# high def questions



## Kal-El (Jul 6, 2007)

i am using my pc to watch high definition content, my pc specs are as follows...
asus p5q mb
intel quad core q6600
4gb ram
nvidia geforce 9800 gtx oc
LG LCD 37LF65 Full HD 1080p

I have tried connecting using a dvi to hdmi cable but the picture looks overly sharp and the colors aren't "deep" enough.

Using a VGA cable however i get a very good picture but since i have no base for comparison i don't know if i am getting the best picture i can get.

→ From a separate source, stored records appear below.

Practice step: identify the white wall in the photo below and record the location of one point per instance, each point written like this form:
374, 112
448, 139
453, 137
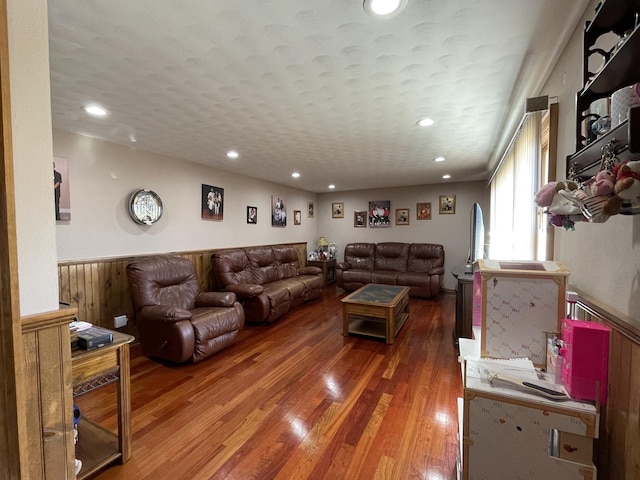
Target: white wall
32, 157
602, 258
452, 231
102, 177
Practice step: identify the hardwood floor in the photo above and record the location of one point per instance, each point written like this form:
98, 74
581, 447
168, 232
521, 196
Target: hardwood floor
297, 400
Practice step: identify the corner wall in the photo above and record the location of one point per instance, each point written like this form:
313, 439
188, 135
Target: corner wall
602, 258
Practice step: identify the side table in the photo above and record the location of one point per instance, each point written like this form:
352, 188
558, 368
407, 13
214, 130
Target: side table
92, 369
328, 269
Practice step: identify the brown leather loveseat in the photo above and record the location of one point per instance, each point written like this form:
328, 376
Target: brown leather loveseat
419, 266
267, 280
176, 321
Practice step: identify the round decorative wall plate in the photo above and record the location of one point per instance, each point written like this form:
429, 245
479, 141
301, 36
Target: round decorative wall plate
145, 207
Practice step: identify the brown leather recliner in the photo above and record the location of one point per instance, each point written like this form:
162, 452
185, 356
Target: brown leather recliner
176, 321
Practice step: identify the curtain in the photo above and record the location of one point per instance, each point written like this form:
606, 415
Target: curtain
513, 185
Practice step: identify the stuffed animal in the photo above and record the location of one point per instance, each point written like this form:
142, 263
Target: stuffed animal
627, 184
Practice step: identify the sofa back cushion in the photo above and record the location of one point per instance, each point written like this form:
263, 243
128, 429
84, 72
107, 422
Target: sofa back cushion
231, 267
392, 256
425, 256
263, 264
287, 262
163, 280
360, 255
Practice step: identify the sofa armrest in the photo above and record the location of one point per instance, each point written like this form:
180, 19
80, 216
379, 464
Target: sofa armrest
165, 313
215, 299
310, 271
245, 290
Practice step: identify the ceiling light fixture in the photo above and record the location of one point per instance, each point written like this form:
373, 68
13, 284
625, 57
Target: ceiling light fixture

So far i have only played back .mkv files from ripped hdtv programmes, i will be adding a blu ray player to my pc soon so i am hoping for some advice in order to get the best picture possible.

apart from the dvi out my graphics card also has a hdtv component out, i haven't tried this yet as i don't have the cables for it but would this be better than vga?

Also i would really like to hear any suggestions on the dvi to hdmi problem i am having. Thanks a lot everyone


----------



## TxTazDad (Aug 1, 2008)

HDMI gives the best video quality of any cable


----------



## Kal-El (Jul 6, 2007)

I have tried connecting using a dvi to hdmi cable but the picture looks overly sharp and the colors aren't "deep" enough, i have tried component hdtv and i get a great picture but heavily overscanned and some slight horizontal flickering


----------



## yustr (Sep 27, 2004)

Many TV's are shipped with the setting at a very bright level - so that if they are used in stores they can compete with the other brands on display. Go to the menu and adjust the brightness and contrast and color temp and see if you can't fix the HDMI.DVI picture to your liking.


----------



## ebackhus (Apr 21, 2005)

I use DVI->HDMI to connect my girlfriend's PC to my TV. I haven't had to make any adjustments except to correct the overscan. I haven't tried component but if I were I'd also have to step down to 1080i as my TV's component inputs don't support 1080p input signals.


----------